Più ho studiato Enrico e, in effetti, più ho pensato a Prospero. Entrambi i personaggi sono
arroccati (uno in un’isola, l’altro in un castello), sembrano completamente estranei al loro
tempo, vivono un’assoluta solitudine, entrambi sono creduti pazzi, entrambi hanno con le
persone che li circondano un rapporto flebile, intermittente, che può far dubitare al regista
della stessa reale esistenza di ogni personaggio, salvo quello del protagonista.
In senso tecnico mi sento di aggiungere che sia Prospero che Enrico sono tra i migliori
personaggi di due drammaturghi geniali contenuti in due testi che non sono, invece, i loro
capolavori proprio perché dominati, a mio avviso, più dalla pulsione di delineare un grande
personaggio che una grande vicenda, dato che gli intrecci narrativi dei testi sono talmente
esili da poter essere riassunti in poche righe.
Come non ero sicuro che Prospero non fosse solo nella sua biblioteca, così non sono
sicuro che Enrico non sia solo nella sua camera da letto.
Sono, inoltre, entrambi testi che si collocano nella fase finale delle produzioni dei due
autori e forse questo determina quelle affinità. I due grandi scrittori, dopo straordinari
quadri d’insieme, hanno voglia di autoritratti. Non c’è, infatti, dubbio che dietro Prospero si
celi Shakespeare e dietro Enrico Pirandello. L’autore che ha detto “la vita o si vive o si
scrive“, sottintendendo di non averla quindi vissuta, somiglia molto a un uomo che ha
trascorso l’esistenza in un mondo immaginario, posticcio, teatrale in cui ognuno “fa finta“
di essere qualcun altro.

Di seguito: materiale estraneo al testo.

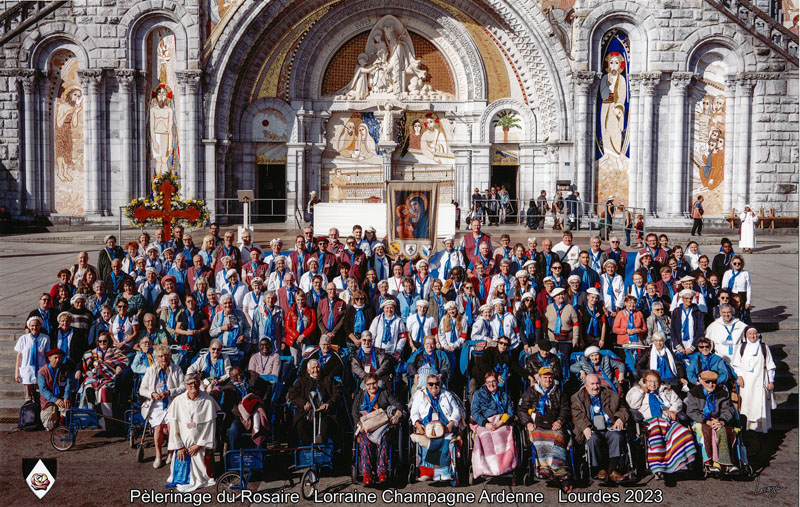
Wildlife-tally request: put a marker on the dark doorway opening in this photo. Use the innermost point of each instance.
(506, 176)
(271, 195)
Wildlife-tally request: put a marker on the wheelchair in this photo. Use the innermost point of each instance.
(530, 468)
(519, 448)
(457, 458)
(397, 454)
(581, 459)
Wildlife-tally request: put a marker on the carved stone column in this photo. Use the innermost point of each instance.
(91, 80)
(744, 99)
(676, 197)
(649, 82)
(730, 141)
(30, 197)
(189, 80)
(125, 78)
(583, 119)
(634, 124)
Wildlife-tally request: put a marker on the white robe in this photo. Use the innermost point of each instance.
(193, 422)
(747, 236)
(28, 369)
(757, 371)
(716, 333)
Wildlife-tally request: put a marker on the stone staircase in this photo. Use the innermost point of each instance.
(760, 25)
(23, 15)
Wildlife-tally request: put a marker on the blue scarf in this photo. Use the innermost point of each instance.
(387, 330)
(269, 327)
(219, 367)
(421, 329)
(557, 326)
(163, 378)
(544, 400)
(594, 329)
(597, 408)
(373, 359)
(331, 320)
(368, 405)
(732, 279)
(497, 403)
(687, 314)
(56, 387)
(63, 342)
(435, 407)
(656, 405)
(711, 404)
(359, 321)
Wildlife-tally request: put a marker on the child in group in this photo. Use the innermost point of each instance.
(639, 230)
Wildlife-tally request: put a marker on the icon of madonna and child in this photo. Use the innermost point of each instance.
(412, 214)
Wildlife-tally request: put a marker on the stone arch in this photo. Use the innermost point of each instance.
(243, 125)
(528, 43)
(142, 14)
(143, 27)
(313, 57)
(527, 116)
(735, 51)
(37, 46)
(626, 21)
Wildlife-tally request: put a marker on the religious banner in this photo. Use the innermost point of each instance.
(411, 218)
(708, 152)
(612, 137)
(67, 133)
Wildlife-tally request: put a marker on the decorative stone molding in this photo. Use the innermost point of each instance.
(649, 82)
(125, 78)
(528, 118)
(584, 80)
(91, 78)
(189, 79)
(679, 81)
(28, 79)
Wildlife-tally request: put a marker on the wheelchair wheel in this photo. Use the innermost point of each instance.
(230, 481)
(61, 438)
(308, 484)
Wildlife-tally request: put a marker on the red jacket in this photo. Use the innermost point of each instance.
(309, 322)
(621, 326)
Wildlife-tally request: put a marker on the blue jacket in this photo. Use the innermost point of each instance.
(484, 407)
(715, 363)
(677, 321)
(594, 278)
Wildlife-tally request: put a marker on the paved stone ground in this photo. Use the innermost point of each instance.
(28, 265)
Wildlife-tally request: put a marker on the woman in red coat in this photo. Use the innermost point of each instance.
(300, 332)
(630, 328)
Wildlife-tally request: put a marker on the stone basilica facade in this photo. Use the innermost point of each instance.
(653, 101)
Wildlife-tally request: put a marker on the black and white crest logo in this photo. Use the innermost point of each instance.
(39, 474)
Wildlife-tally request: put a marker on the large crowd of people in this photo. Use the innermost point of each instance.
(559, 344)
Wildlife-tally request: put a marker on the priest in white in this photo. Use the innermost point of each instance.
(192, 428)
(727, 333)
(755, 371)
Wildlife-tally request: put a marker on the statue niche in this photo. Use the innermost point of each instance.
(389, 68)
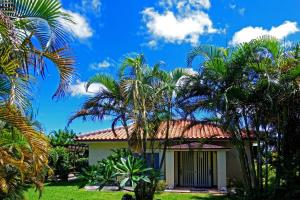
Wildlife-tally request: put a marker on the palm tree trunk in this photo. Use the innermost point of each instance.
(167, 136)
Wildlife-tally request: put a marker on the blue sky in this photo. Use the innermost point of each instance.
(163, 30)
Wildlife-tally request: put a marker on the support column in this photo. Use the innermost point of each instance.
(170, 169)
(221, 165)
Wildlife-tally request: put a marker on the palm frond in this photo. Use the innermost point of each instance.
(42, 17)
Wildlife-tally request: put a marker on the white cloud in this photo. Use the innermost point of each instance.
(78, 89)
(80, 28)
(249, 33)
(181, 21)
(242, 11)
(108, 62)
(90, 5)
(197, 4)
(232, 6)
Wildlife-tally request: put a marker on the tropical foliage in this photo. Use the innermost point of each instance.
(143, 96)
(253, 91)
(121, 168)
(31, 36)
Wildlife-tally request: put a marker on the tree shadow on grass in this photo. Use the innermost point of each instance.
(66, 183)
(212, 197)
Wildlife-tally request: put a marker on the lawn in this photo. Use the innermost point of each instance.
(70, 191)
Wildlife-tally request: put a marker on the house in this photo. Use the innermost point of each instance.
(199, 155)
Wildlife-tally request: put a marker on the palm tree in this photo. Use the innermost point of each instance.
(62, 138)
(244, 87)
(107, 102)
(22, 23)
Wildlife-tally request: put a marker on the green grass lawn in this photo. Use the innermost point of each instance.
(70, 191)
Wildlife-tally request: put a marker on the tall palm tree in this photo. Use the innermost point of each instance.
(23, 23)
(244, 87)
(107, 102)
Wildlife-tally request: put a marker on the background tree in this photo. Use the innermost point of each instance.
(31, 36)
(244, 89)
(143, 97)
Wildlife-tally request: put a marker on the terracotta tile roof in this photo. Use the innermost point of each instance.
(179, 129)
(196, 145)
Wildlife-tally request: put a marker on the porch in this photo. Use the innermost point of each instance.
(196, 166)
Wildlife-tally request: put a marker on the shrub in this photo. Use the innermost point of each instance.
(161, 186)
(81, 163)
(60, 162)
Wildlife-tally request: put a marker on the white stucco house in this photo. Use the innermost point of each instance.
(199, 156)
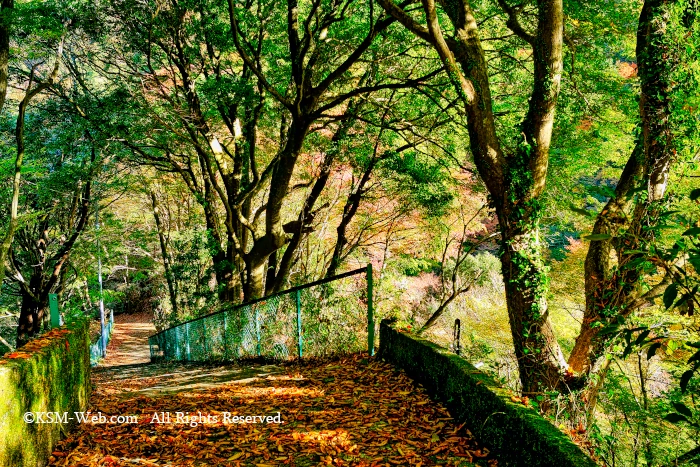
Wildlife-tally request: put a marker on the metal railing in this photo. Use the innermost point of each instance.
(318, 319)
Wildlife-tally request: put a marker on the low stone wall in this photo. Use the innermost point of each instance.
(516, 434)
(50, 374)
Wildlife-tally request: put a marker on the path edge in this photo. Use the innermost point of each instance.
(517, 435)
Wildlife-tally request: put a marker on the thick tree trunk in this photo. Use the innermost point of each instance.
(5, 11)
(164, 254)
(599, 283)
(515, 181)
(32, 314)
(612, 286)
(540, 360)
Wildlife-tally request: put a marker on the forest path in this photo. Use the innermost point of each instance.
(351, 412)
(129, 342)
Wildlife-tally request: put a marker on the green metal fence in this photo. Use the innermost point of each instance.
(323, 318)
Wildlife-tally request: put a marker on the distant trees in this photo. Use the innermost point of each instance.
(227, 99)
(513, 167)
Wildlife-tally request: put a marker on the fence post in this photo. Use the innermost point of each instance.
(53, 306)
(225, 332)
(257, 329)
(298, 294)
(370, 312)
(187, 337)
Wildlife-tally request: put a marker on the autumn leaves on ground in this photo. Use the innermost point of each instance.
(356, 411)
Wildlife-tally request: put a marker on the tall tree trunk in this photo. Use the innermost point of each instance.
(32, 314)
(515, 181)
(164, 254)
(5, 12)
(612, 286)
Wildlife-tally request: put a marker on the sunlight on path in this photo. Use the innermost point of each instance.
(129, 344)
(350, 412)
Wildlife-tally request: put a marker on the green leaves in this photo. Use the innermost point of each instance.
(596, 237)
(670, 295)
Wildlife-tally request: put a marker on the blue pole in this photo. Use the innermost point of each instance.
(299, 332)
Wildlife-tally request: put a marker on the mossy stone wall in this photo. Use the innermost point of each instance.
(517, 435)
(50, 374)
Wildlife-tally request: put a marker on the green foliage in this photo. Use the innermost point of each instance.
(422, 181)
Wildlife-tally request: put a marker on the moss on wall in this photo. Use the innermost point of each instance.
(50, 374)
(516, 434)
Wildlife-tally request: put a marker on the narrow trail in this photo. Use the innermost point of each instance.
(129, 343)
(356, 411)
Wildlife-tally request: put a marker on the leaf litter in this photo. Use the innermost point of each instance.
(349, 412)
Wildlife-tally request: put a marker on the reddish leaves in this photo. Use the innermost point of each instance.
(344, 413)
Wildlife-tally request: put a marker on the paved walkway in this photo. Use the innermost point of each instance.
(351, 412)
(129, 343)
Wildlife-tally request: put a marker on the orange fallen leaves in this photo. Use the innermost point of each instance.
(351, 412)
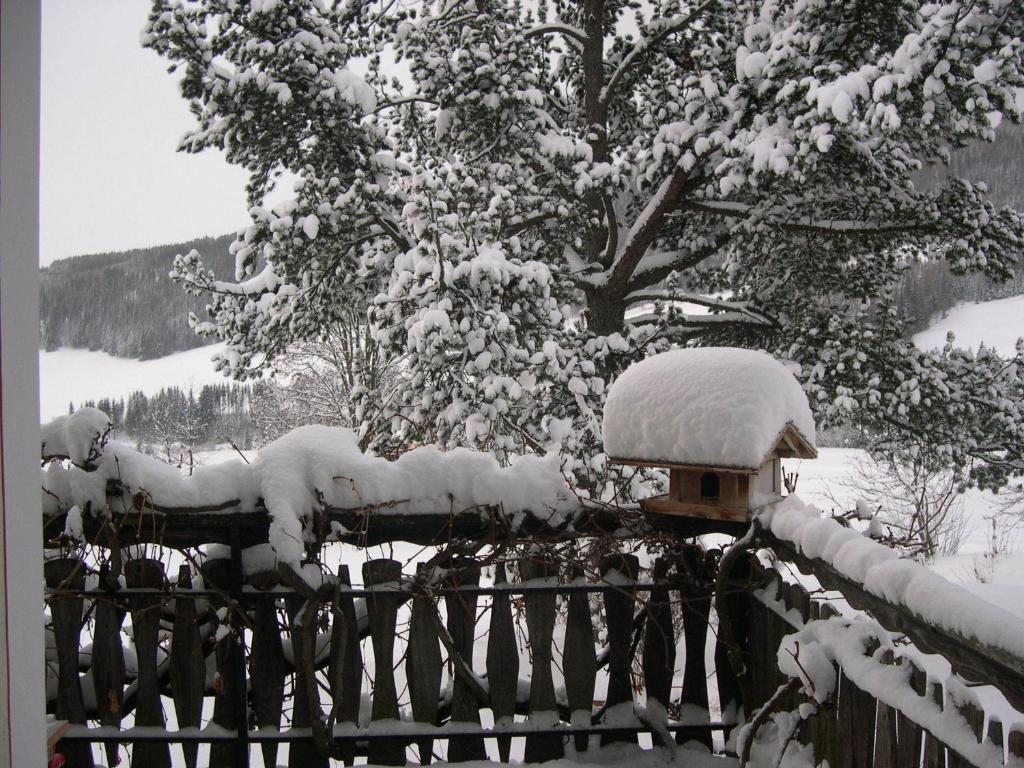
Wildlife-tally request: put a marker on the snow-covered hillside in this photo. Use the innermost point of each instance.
(996, 324)
(77, 375)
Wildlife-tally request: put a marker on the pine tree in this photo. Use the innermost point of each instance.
(556, 190)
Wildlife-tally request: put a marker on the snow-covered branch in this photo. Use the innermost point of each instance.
(659, 31)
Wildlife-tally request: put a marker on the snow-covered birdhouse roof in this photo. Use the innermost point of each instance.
(708, 407)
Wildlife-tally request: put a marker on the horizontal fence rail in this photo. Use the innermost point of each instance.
(253, 660)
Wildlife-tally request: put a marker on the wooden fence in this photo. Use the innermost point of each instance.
(513, 641)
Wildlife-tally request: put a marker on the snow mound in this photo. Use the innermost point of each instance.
(75, 436)
(997, 325)
(708, 407)
(313, 467)
(884, 573)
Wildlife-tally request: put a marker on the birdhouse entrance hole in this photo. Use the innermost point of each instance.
(710, 485)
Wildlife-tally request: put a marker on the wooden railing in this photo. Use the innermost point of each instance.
(500, 640)
(567, 646)
(853, 728)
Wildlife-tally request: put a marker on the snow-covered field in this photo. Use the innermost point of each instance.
(995, 324)
(76, 375)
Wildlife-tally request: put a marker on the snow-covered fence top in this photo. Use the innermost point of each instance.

Questo è lo spunto da cui parto, prima dell’inizio delle prove, avendo tracciato una rotta ma senza essere certo del porto d’arrivo, come io credo si debba fare sempre in un allestimento teatrale, in cui il regista può provare a sorprendere ma deve sempre essere
pronto ad essere sorpreso dallo scavo dentro le pieghe del testo.
Dopo l’orribile periodo che ci ha tanto addolorato e dopo l’obbligato silenzio, sono felice
di poter riprendere a comunicare col nostro pubblico. Sono anche felice di ritrovare tanti
antichi compagni di lavoro, e di trovarne di nuovi, primo tra tutti Valerio Santoro che non
manca di coraggio, virtù che ammiro negli altri e coltivo in me stesso. Ai compagni che
stavolta non trovo a bordo auguro altre felici navigazioni.